A man’s wealth is measured in sheds, he said
I’m a shed widow, and he ain’t even dead
I’m a Yank in North Walsham
Sipping tea at Shambles, or at Peasants Real Ale
Hear a retiree tell a long, sad tale
About his wife’s IBS and all that entails
I’m a Yank in North Walsham
American friends ask to reserve
Now they have the leader even they don’t deserve
We got sheds out the ass, and we’re here to serve
Send those Yanks to North Walsham
Coffeesmith, Boots, PACT clothing drop
England’s premier thatched kebab shop
Lonely Travel Hub where the buses stop
I’m a Yank in North Walsham
“Where are you in Norfolk?” posh people say
We tell them North Walsham and they kinda look away
Say “Hmm I’ve never been” well, let’s keep it that way
I’m A Yank in North Walsham
If I look like some fish out of water
I’m no different than you — just a wife, mother, daughter
Sister, songwriter, cook, bottle scrubber,
Driver, dancer, dreamer, lover,
I did it all before and I’ll do it again,
Right here where the A149 Bypass ends
I’ve seen a lot, but there’s nothing like glimpsin’
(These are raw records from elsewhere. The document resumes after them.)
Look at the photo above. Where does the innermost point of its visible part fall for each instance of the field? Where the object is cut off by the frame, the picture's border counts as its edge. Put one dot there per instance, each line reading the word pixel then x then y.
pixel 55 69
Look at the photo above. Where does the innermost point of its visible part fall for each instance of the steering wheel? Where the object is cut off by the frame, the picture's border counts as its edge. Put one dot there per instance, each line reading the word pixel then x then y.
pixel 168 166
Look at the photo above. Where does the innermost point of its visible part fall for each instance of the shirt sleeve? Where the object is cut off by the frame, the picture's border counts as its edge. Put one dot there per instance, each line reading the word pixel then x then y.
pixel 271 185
The sun setting low over the car park Timpson
If they don’t have it at Sainsbury’s I probably don’t need it
It’s only life and right here I’m gonna lead it
A Yank in North Walsham
Congrats to Hazel!
Sound like Eric "Three Sheds" Goulden has given Arthur "Two Sheds" Jackson a run for his money! Thanks to your poem, I think I finally understand the context for that sketch.